Staying power: Buyers Can Benefit When Sellers Take A Postsale Role
Everingham & Kerr
Business sellers who aren’t ready for retirement may wish to retain a management role in their companies after they’ve been sold. Such arrangements can offer buyers advantages, including a smoother integration process and higher customer and employee retention. For these reasons, a buyer may even require its seller to remain with the company for a period after the deal closes. However, other buyers worry that a former owner will try to influence their decisions. In these cases, a selling owner may need to show how he or she will help, not hinder, the merged organization.
For many owners, selling marks the end of their involvement in a company — whether they’re retiring from work altogether or starting a new business venture. However, some sell their businesses for financial or health reasons, yet still have a strong emotional attachment to them. This is often the case when a seller is also the company’s founder and has spent years building it up and forming strong relationships with employees, customers and vendors. Sellers may also have a financial incentive to stay on. If a company has been purchased in full or in part with stock, or a deal is structured as an earnout (where the seller is paid in installments based on the company’s future performance), the seller naturally would want to ensure the merged organization’s success.
So why would a buyer want the previous owner of its acquisition hanging around? Most buyers make integrating an acquisition as quickly as possible a major priority. Such integration includes folding acquired employees into their organization and eliminating “us vs. them” attitudes. If the old boss is still on the job, he or she could undermine the new owner’s authority and create dissent by reminding employees of how things used to be done. On the other hand, the presence of a selling owner can make integration easier.
For example, the seller might serve as the primary point person for transitioning typically challenging functions such as IT, HR and accounting.
Selling owners can also be useful when it comes to:
Ongoing projects.

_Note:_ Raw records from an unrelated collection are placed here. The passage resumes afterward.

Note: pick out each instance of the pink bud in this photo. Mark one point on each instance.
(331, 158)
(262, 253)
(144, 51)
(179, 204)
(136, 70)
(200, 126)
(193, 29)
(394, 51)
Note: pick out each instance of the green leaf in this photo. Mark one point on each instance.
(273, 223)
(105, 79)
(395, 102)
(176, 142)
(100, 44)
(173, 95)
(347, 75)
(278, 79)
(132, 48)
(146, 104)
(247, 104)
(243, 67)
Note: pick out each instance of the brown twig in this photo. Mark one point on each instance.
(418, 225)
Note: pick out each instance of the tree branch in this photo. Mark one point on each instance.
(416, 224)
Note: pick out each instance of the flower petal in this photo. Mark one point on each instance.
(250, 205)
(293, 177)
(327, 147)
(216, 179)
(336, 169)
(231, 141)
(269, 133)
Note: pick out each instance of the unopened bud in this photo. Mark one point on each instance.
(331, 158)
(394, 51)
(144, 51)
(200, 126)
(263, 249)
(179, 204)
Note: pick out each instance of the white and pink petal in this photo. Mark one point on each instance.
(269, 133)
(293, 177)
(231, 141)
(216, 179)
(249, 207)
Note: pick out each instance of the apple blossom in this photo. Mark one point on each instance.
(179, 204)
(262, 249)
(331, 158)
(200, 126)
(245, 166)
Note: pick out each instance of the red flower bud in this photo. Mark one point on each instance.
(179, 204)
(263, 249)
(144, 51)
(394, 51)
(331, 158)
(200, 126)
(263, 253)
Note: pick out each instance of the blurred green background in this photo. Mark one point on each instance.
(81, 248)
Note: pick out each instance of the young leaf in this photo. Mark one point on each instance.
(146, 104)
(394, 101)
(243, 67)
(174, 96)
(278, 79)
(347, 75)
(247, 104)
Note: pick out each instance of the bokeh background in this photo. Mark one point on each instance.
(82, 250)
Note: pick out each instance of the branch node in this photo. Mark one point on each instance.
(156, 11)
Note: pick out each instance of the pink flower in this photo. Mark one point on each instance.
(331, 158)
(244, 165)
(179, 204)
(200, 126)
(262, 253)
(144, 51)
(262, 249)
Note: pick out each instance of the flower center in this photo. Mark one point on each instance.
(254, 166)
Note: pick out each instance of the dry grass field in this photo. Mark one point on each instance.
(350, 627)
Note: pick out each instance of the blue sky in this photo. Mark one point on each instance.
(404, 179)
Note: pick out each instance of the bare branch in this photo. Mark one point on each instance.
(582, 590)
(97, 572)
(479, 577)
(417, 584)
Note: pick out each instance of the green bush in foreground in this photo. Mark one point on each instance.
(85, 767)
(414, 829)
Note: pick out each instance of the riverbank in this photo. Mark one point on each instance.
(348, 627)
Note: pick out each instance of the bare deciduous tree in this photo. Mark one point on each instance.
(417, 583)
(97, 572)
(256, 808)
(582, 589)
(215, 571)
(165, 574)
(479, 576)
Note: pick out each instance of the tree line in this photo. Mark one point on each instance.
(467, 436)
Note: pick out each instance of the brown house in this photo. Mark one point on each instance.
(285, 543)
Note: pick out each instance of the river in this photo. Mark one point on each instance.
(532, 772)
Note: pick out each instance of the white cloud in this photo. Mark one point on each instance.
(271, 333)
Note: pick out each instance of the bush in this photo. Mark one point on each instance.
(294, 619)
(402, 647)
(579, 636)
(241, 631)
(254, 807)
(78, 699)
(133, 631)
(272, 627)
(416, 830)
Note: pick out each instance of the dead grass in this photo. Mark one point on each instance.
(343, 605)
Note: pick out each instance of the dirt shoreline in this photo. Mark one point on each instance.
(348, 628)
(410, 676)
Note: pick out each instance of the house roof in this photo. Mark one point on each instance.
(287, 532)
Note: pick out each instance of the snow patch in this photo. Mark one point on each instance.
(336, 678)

If the seller had been developing a new product line or was on the cusp of a research breakthrough when the business was sold, he or she could be essential to the successful completion of these projects.
Running interference. If customers or vendors are unhappy with the change in regime, a former owner can help provide continuity and facilitate discussions with the new owner.
Employee morale. Despite the risks of undue influence, a selling owner can serve as a transition figure, encouraging staff to accept change and stick around. Key employees may be less likely to defect to a competitor if they know their former boss still has a role in the newly merged company.
Protections and incentives
Despite the advantages of keeping an acquisition’s previous owner on in some capacity, buyers may be reluctant, requiring sellers to offer certain incentives and protections. For example, even if they retain an ownership stake and management position, sellers usually have to relinquish veto and “eviction” power. The buyer may also request the right to terminate the seller’s involvement if it isn’t satisfied with his or her job performance or feels the seller is having a negative influence. In such cases, sellers must agree to depart without resistance or recrimination.
Know your place
There are plenty of good reasons for sellers to play a role in the future life of their former businesses. Yet sellers need to remember that, after a deal closes, they no longer call the shots and that the buyer’s needs take precedence.